HESI LPN
HESI Mental Health Practice Exam
1. When caring for a client with borderline personality disorder in a psychiatric unit, what is the most therapeutic nursing intervention?
- A. Set clear and consistent boundaries for the client.
- B. Allow the client to vent their feelings without interruption.
- C. Encourage the client to participate in group therapy.
- D. Provide the client with frequent reassurance and support.
Correct answer: A
Rationale: Setting clear and consistent boundaries is the most therapeutic nursing intervention when caring for a client with borderline personality disorder. This approach provides structure, promotes predictability, and helps prevent manipulative behaviors. By establishing boundaries, the nurse can maintain a safe therapeutic relationship with the client. Allowing the client to vent their feelings without interruption (Choice B) may not always be beneficial, as it could reinforce maladaptive behaviors. Encouraging participation in group therapy (Choice C) can be helpful but setting boundaries is more critical for individualized care. Providing the client with frequent reassurance and support (Choice D) may not address the underlying issues and can contribute to dependency rather than fostering independence and coping skills.
2. A male adolescent is admitted with bipolar disorder after being released from jail for assault with a deadly weapon. When the nurse asks the teen to identify his reason for the assault, he replies, 'Because he made me mad!' Which goal is best for the nurse to include in the client's plan of care? The client will
- A. outline methods for managing anger.
- B. control impulsive actions toward self and others.
- C. verbalize feelings when anger occurs.
- D. recognize consequences for behaviors exhibited.
Correct answer: B
Rationale: In this scenario, the client's response indicates poor impulse control, a common issue in individuals with bipolar disorder. The most critical goal for the nurse to include in the client's plan of care is to help the client control impulsive actions toward self and others. This goal is essential for preventing harmful behaviors and mitigating the social consequences associated with impulsivity. While outlining methods for managing anger, verbalizing feelings when anger occurs, and recognizing consequences for behaviors exhibited are important aspects of therapy, they do not directly address the urgent need to control impulsive behavior in this case.
3. Which diet selection by a client who is depressed and taking the MAO inhibitor tranylcypromine sulfate (Parnate) indicates to the nurse that the client understands the dietary restrictions imposed by this medication regimen?
- A. Hamburger, French fries, and chocolate milkshake.
- B. Liver and onions, broccoli, and decaffeinated coffee.
- C. Pepperoni and cheese pizza, tossed salad, and a soft drink.
- D. Roast beef, baked potato with butter, and iced tea.
Correct answer: D
Rationale: The correct answer is (D) Roast beef, baked potato with butter, and iced tea.

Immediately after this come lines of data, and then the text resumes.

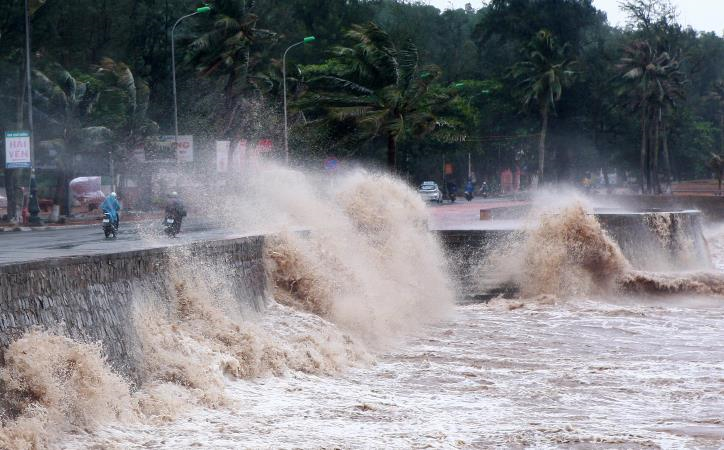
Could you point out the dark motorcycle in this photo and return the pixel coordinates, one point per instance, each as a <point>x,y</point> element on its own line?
<point>109,227</point>
<point>469,191</point>
<point>172,226</point>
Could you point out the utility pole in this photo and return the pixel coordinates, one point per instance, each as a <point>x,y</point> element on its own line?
<point>33,207</point>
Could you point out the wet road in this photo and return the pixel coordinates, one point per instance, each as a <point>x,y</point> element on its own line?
<point>29,246</point>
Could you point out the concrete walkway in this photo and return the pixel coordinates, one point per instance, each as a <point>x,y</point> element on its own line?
<point>89,240</point>
<point>464,215</point>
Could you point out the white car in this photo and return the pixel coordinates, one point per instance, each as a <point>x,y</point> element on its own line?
<point>430,192</point>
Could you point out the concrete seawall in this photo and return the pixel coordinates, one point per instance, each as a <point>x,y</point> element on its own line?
<point>92,298</point>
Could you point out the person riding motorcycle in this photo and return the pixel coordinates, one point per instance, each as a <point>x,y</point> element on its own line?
<point>175,209</point>
<point>111,206</point>
<point>469,189</point>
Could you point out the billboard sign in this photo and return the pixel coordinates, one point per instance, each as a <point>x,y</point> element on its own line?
<point>17,150</point>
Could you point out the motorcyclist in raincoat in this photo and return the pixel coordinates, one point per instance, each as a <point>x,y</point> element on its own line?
<point>111,206</point>
<point>175,209</point>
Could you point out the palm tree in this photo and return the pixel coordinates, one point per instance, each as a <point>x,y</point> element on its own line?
<point>228,49</point>
<point>63,106</point>
<point>542,77</point>
<point>376,90</point>
<point>653,83</point>
<point>123,107</point>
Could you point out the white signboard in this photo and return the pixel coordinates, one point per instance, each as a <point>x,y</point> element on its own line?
<point>239,156</point>
<point>222,156</point>
<point>17,150</point>
<point>185,149</point>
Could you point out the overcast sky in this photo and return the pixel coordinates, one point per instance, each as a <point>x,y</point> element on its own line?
<point>702,15</point>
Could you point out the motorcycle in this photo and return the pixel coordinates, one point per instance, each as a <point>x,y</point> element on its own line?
<point>484,190</point>
<point>172,226</point>
<point>468,192</point>
<point>109,227</point>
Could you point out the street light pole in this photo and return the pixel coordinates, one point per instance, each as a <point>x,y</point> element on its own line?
<point>306,40</point>
<point>33,207</point>
<point>203,9</point>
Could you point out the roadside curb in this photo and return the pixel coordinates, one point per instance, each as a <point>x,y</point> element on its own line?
<point>17,229</point>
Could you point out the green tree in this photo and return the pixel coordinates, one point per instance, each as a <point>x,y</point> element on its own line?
<point>542,77</point>
<point>376,89</point>
<point>653,83</point>
<point>230,47</point>
<point>64,105</point>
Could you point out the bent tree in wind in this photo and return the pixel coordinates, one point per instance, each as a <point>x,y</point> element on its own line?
<point>542,76</point>
<point>372,89</point>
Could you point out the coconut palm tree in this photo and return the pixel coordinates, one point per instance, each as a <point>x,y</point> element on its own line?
<point>123,107</point>
<point>542,76</point>
<point>229,49</point>
<point>64,105</point>
<point>652,84</point>
<point>372,89</point>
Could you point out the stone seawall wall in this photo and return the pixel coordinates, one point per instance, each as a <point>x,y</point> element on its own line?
<point>711,207</point>
<point>92,298</point>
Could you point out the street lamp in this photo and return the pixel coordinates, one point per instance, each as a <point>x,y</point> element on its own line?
<point>306,40</point>
<point>203,9</point>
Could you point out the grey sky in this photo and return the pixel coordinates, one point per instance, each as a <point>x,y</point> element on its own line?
<point>702,15</point>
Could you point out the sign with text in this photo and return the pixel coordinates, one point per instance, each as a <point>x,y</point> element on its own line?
<point>185,149</point>
<point>222,156</point>
<point>17,150</point>
<point>239,156</point>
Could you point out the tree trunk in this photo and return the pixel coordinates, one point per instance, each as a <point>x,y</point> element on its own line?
<point>542,142</point>
<point>655,157</point>
<point>644,147</point>
<point>721,132</point>
<point>391,153</point>
<point>667,157</point>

This diet selection indicates that the client understands the dietary restrictions imposed by taking tranylcypromine sulfate (Parnate) because it does not contain tyramine. Tyramine in foods can interact with MAO inhibitors like Parnate, leading to a hypertensive crisis, which is life-threatening. Choices (A, B, and C) contain foods high in tyramine like cheese, pepperoni, and chocolate, which are contraindicated for clients taking MAO inhibitors.
4. A client with schizophrenia is admitted to the psychiatric care unit for aggressive behavior, auditory hallucinations, and potential for self-harm. The client has not been taking medications as prescribed and insists that the food has been poisoned and refuses to eat. What intervention should the RN implement?
- A. Assure the client that all food served in the hospital is safe to eat.
- B. Tell the client that irrational thinking is a symptom of schizophrenia.
- C. Obtain an order for a tube feeding for the client.
- D. Provide the client with food in unopened containers.
Correct answer: D
Rationale: The correct intervention is to provide the client with food in unopened containers. This approach can help alleviate the client's fear of poisoning and encourage eating. Choice A may not address the client's specific fear and may be perceived as dismissive. Choice B, while providing information about symptoms of schizophrenia, does not address the immediate issue of the client's refusal to eat due to the fear of poisoning. Choice C of obtaining an order for tube feeding is premature and invasive before exploring less restrictive options.
5. A child is brought to the emergency room with a broken arm. Because of other injuries, the nurse suspects the child may be a victim of abuse. When the nurse tries to give the child an injection, the child's mother becomes very loud and shouts, 'I won't leave my son! Don't you touch him! You'll hurt my child!' What is the best interpretation of the mother's statements? The mother is
- A. regressing to an earlier behavior pattern.
- B. sublimating her anger.
- C. projecting her feelings onto the nurse.
- D. suppressing her fear.
Correct answer: C
Rationale: The correct answer is (C) projecting her feelings onto the nurse. The mother's behavior suggests that she is attributing her own actions or feelings to the nurse, which is a form of projection. Option (A) regressing to an earlier behavior pattern is not the best fit in this context. Option (B) sublimating her anger is not applicable based on the given scenario. Option (D) suppressing her fear cannot be inferred from the provided information.